第1234章 心气

五月下旬的时候,陆玩举历阳而降。

而在他们之前,乌江早已投降。

六月初,大军攻克寻阳城,将战线推到江北,与柴桑隔江相望。

弋阳、安丰二郡亦次第平复。

至此,江北除徐州部分地区外,尽皆攻取。

因军中疫病渐增,张硕下令大军分散屯驻各处,扫荡残敌,然后进入休整。

六月初七,诸葛恢率荆州水军东下,直取湓口。

大梁朝尚未整训完毕的二把刀水师也次第开动,至武昌、夏口一带集结。

诸葛恢没有带多少陆军,实在是这个天气不适宜打仗,他的主要目的是击败、迫降江州水师,顺便夺取其水寨——湓口就是江州最大的水师基地。

长江上游的消息自然陆陆续续传回了下游,一时间人间百态自不待言。

诸葛恢出兵的当天,刘超、赵胤二人已然攻破了阳羡城,杀戮甚勤。

这个时候,他们也打不动了,更没多少心气了……

午后下了一场雨,将阳羡城内的血腥气冲散了一些。

周札苍老的头颅被高高挂了起来,其下还有一众周氏子弟。

若搁在一两个月前,平灭周氏是一场说得过去的大功,但现在没人有心思庆祝了。

因为王导出面劝说,他们现在粮草器械倒还算充足,两部合起来足有四万人马,看着颇为不少,但这些兵也就只能打打蛮夷酋长、地方土豪,与梁军主力正面对决毫无胜算。

这便是吴人最大的困局,野战打不赢,一切等于零。

若非五月中下旬阴雨连绵,六月又高温酷暑,梁军病号增多,他们可能现在就已经败了,而不是还能苟延残喘。

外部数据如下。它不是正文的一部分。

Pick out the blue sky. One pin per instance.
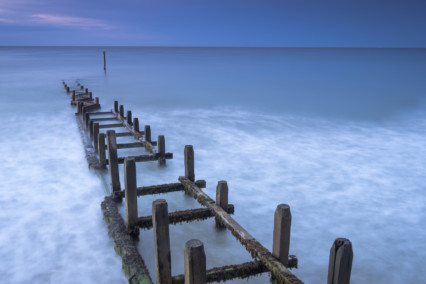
(293, 23)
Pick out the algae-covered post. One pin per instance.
(189, 162)
(113, 165)
(160, 221)
(195, 262)
(281, 239)
(131, 197)
(340, 264)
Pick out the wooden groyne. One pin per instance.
(102, 154)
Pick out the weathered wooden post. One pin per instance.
(147, 130)
(131, 197)
(129, 117)
(340, 265)
(282, 226)
(222, 198)
(113, 165)
(95, 136)
(136, 124)
(189, 162)
(160, 222)
(122, 111)
(195, 262)
(161, 150)
(102, 150)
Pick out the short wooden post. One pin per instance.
(113, 165)
(122, 111)
(340, 264)
(102, 150)
(282, 226)
(189, 162)
(95, 135)
(161, 150)
(129, 117)
(195, 262)
(222, 198)
(147, 130)
(131, 197)
(136, 124)
(160, 221)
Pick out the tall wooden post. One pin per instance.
(195, 262)
(102, 150)
(221, 198)
(340, 265)
(147, 130)
(129, 117)
(282, 226)
(160, 221)
(136, 124)
(189, 162)
(131, 197)
(122, 111)
(161, 150)
(95, 136)
(113, 165)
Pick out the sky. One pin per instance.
(284, 23)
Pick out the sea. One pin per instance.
(337, 134)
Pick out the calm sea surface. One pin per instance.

不过有眼睛的人都能看出,大晋朝时日无多,可能已到最后时刻。

傍晚雨势稍停,卞眈找了一头小毛驴,悄然离了阳羡,向北而去。

他本在朝中为尚书郎,前些时日被任命为义兴太守,勉强过来后,愈发恐惧,于是打定主意官不当了,跑路要紧。

自阳羡北行,有大路,也有小路。卞眈连他妈的小路都不走,差点就在农田里穿插了,让跟着的三十多名随从只觉日了狗。

这真的有点危险!

好在他们这一批人也算装备精良,弓刀枪牌一样不缺,甚至有十几人大热天还穿着甲胄,一副随时准备厮杀的模样,倒让小规模的盗匪不敢造次——这又不是商队,杀了他们抢不到什么财货,反倒可能会死不少人,不是打不过,而是不值得。

至于乡间的土豪,他们比贼匪的顾虑更多。

少数落单之人便罢了,抓回去当奴隶也是笔进项,可全副武装的队伍就没必要了。

再者,他们现在正处于人心惶惶的状态。

“大军杀来杀去,农田被踩了一遍又一遍,接下来日子怎么过?”半途休息之时,卞眈感慨道。

“主公,周家都没了,谁来关心这个?”有部曲笑道。

“周家没了,百姓还在——”说了一半,卞眈便叹息不语了。

野地里多了不少新坟,很显然都是最近数月罹难的义兴百姓。但有葬身之地的都算是幸运儿了,大部分人死在哪里都不知道,义兴被这么蹂躏了几个月,损失很大。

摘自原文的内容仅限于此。